As McIntosh himself notes, the social systems theorists are not wrong so much as incomplete—they tend to apply biological systems theory to human noospheric social organization (for Wilber the inside view of the outside plural).

Though the work of social systems theorists do work well in relation to networks, especially computational, informational and communication systems. (see for example, John Robb's brilliant analysis of global terrorists organizations as open-source autopoeitic networks combined with artifactual technological platforms).

Wilber has written elsewhere that the notion that the four quadrants are the view of a single holon is a condescension to pre-quadratic language. I think it has been a singularly bad condescension and more confusing than helpful on balance. Better I think to say simply “an occasion arises” and that it has these four dimensions—including the artifacts as designed noospheric exterior collectives.

Mark Edwards has written eloquently on the problems of reducing the rich 2nd-person point of view into the Lower Left “We”. Now Steve has pointed out difficulties with reducing the Lower Right simply to biological analogy in the noosphere, leaving artifacts in a strange no-man's-land position relative to the rest of the quadratic view. That distinction may increasingly become more less useful as human technology is placed more and more within the human biological substrate, even for some patients with motor difficulties regaining use of bodily functions through their consciousness with the aid of an implanted chip.

In which case, is the chip a 3rd person? Or is there a cleft in the universe from the biosphere (with the four quadrants) to the noosphere (with only three holonic quadrants plus artifacts)?

CONCLUSION

Integral thought for the 21st century is coming of age, finally starting to feel its oats. McIntosh's irenic and confident tone I think speaks to that reality.

McIntosh ultimately comes down on the primacy of circular and interpenetrating Triads, an almost uber-Hegelianism with 3x3s multiplying in all directions, like an Orthodox Christian monk circumambulating and incensing the altar of the Kosmos, blessing it with the prayers and self-crossings in patterns of The Triune Unity (a number of perfection).

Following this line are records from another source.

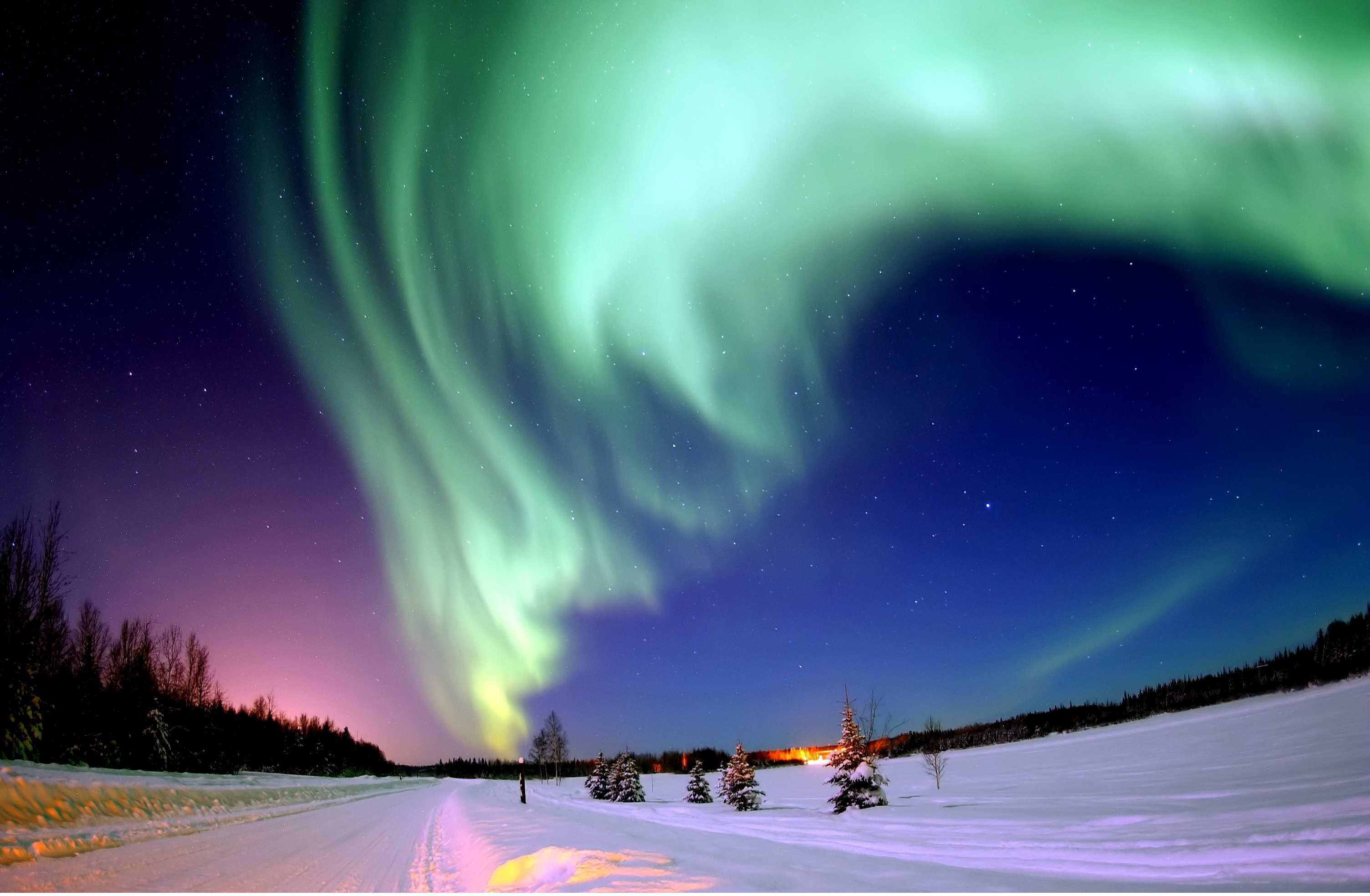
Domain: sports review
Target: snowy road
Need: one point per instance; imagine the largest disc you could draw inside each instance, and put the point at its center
(1263, 794)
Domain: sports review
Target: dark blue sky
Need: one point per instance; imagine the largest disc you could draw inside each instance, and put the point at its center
(1062, 469)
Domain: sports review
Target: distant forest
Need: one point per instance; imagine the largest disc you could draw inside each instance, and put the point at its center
(135, 698)
(146, 698)
(1339, 651)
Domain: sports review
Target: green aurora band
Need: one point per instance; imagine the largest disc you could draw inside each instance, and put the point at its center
(572, 273)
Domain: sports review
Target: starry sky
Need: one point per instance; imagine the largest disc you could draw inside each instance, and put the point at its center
(675, 369)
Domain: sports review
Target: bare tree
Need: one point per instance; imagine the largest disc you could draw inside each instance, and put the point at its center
(557, 744)
(935, 758)
(92, 647)
(877, 725)
(537, 753)
(169, 664)
(199, 680)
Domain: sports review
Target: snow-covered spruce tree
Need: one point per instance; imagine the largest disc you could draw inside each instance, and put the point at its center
(859, 783)
(739, 787)
(598, 780)
(624, 784)
(698, 788)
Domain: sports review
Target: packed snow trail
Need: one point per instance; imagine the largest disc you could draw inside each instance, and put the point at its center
(1263, 794)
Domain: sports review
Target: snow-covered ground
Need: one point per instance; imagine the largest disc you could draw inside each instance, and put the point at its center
(1269, 792)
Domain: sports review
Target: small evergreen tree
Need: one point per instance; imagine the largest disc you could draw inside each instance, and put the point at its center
(625, 785)
(859, 784)
(739, 787)
(698, 788)
(598, 780)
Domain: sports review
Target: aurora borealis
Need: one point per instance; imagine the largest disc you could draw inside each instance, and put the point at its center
(668, 343)
(548, 262)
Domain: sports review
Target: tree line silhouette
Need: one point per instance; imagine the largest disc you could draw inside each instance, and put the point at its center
(146, 698)
(1336, 653)
(135, 698)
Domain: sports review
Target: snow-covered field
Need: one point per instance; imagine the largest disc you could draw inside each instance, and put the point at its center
(1269, 792)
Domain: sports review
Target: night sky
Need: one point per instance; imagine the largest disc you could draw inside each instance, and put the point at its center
(675, 370)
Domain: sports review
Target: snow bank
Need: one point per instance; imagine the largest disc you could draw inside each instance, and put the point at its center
(52, 812)
(1263, 794)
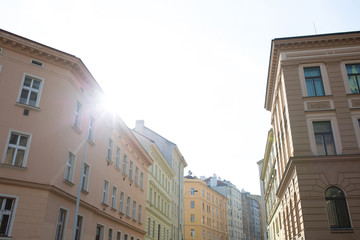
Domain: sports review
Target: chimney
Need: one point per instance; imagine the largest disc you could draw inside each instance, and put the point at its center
(140, 126)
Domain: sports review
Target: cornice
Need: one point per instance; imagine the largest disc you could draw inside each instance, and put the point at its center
(48, 54)
(55, 190)
(303, 43)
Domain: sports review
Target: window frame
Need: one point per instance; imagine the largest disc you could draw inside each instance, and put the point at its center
(86, 177)
(39, 92)
(27, 148)
(91, 128)
(121, 202)
(105, 192)
(79, 229)
(110, 149)
(78, 115)
(10, 226)
(118, 157)
(345, 76)
(334, 127)
(70, 178)
(324, 77)
(114, 197)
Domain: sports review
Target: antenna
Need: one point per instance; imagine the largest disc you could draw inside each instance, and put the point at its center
(314, 27)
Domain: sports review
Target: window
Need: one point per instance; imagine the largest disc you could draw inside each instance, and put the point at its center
(118, 155)
(110, 233)
(131, 169)
(60, 225)
(336, 207)
(7, 208)
(128, 202)
(313, 80)
(109, 153)
(125, 164)
(69, 168)
(142, 181)
(353, 75)
(99, 232)
(134, 210)
(31, 91)
(91, 129)
(136, 175)
(77, 118)
(113, 197)
(192, 233)
(139, 214)
(17, 149)
(118, 235)
(324, 139)
(105, 191)
(78, 227)
(85, 177)
(121, 204)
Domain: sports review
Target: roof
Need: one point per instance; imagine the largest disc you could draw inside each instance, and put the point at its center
(309, 42)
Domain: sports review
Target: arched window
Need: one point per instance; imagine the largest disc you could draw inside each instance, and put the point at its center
(336, 207)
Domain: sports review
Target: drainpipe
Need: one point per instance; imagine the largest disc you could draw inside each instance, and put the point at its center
(179, 217)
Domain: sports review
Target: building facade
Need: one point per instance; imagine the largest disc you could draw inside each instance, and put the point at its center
(51, 123)
(158, 221)
(313, 96)
(205, 211)
(177, 164)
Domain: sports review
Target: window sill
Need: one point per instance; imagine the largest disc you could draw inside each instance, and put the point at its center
(84, 191)
(91, 142)
(12, 166)
(27, 106)
(77, 129)
(341, 230)
(68, 182)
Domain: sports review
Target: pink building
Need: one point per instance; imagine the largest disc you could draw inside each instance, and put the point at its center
(48, 101)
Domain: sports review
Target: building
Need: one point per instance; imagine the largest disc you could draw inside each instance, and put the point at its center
(177, 163)
(205, 211)
(244, 209)
(311, 166)
(158, 225)
(50, 123)
(263, 221)
(235, 217)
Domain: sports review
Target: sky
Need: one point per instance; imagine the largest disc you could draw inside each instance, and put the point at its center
(194, 71)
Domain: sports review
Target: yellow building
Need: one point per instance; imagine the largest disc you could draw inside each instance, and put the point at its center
(205, 211)
(158, 202)
(49, 115)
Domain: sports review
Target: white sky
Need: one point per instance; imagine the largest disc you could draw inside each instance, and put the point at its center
(195, 71)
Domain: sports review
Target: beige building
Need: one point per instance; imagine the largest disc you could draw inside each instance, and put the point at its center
(311, 169)
(205, 211)
(177, 163)
(158, 215)
(50, 118)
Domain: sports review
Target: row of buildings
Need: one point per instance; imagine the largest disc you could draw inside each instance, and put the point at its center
(217, 210)
(69, 169)
(310, 173)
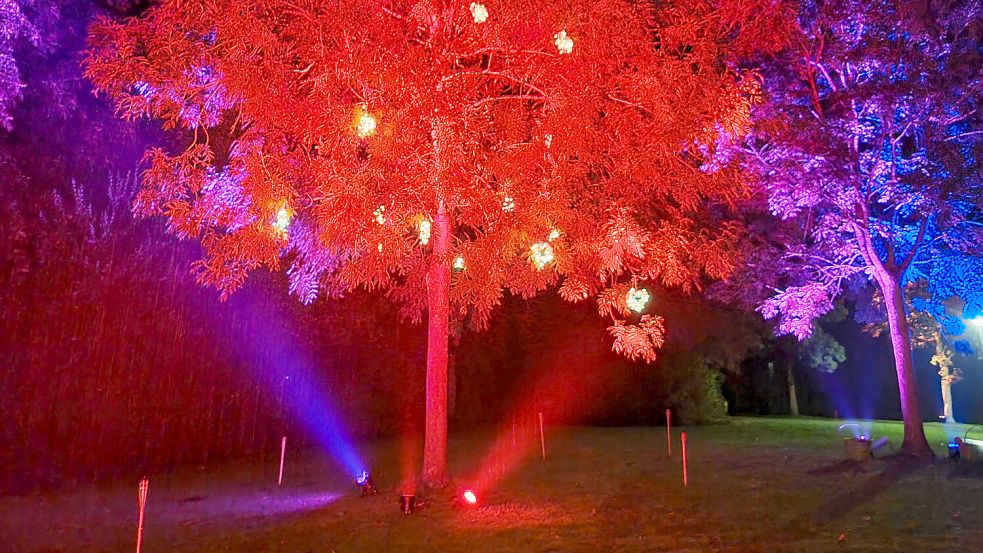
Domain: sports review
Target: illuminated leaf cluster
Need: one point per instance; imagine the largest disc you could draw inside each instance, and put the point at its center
(603, 119)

There is the Big Three: Good, True, and Beautiful. Or Morals, Science, and Art.

Alternatively, it is Consciousness, Intersubjectivity, and Objectivity (Self, Culture, and Nature). Within Consciousness: Cognition, Emotion, and Volition. Within his Political Structure: Three Branches, with Three Chambers within each Branch. And so and so on. (see pp. 293 and 317)

What I mean is that I see Steve's ultimate view of the Kosmos as an act of worship (liturgy in its root meaning); it is a confession, a doxology, an act of praise. A story. As a story I think it is best judged on the level of truthfulness and goodness—how much of the former does it express and how of the latter does it engender in its hearers.

It is a metaphor (just like Consciousness/Godhead-Only). It is true (good metaphor) and partial (eventually breaks down). Remembered in that light, it is a great work of immense beauty, truth, and goodness.

NOTES

[1] Steve McIntosh, Integral Consciousness and The Future of Evolution: How the Integral Worldview is Transforming Politics, Culture, and Spirituality, Paragon House, 2007.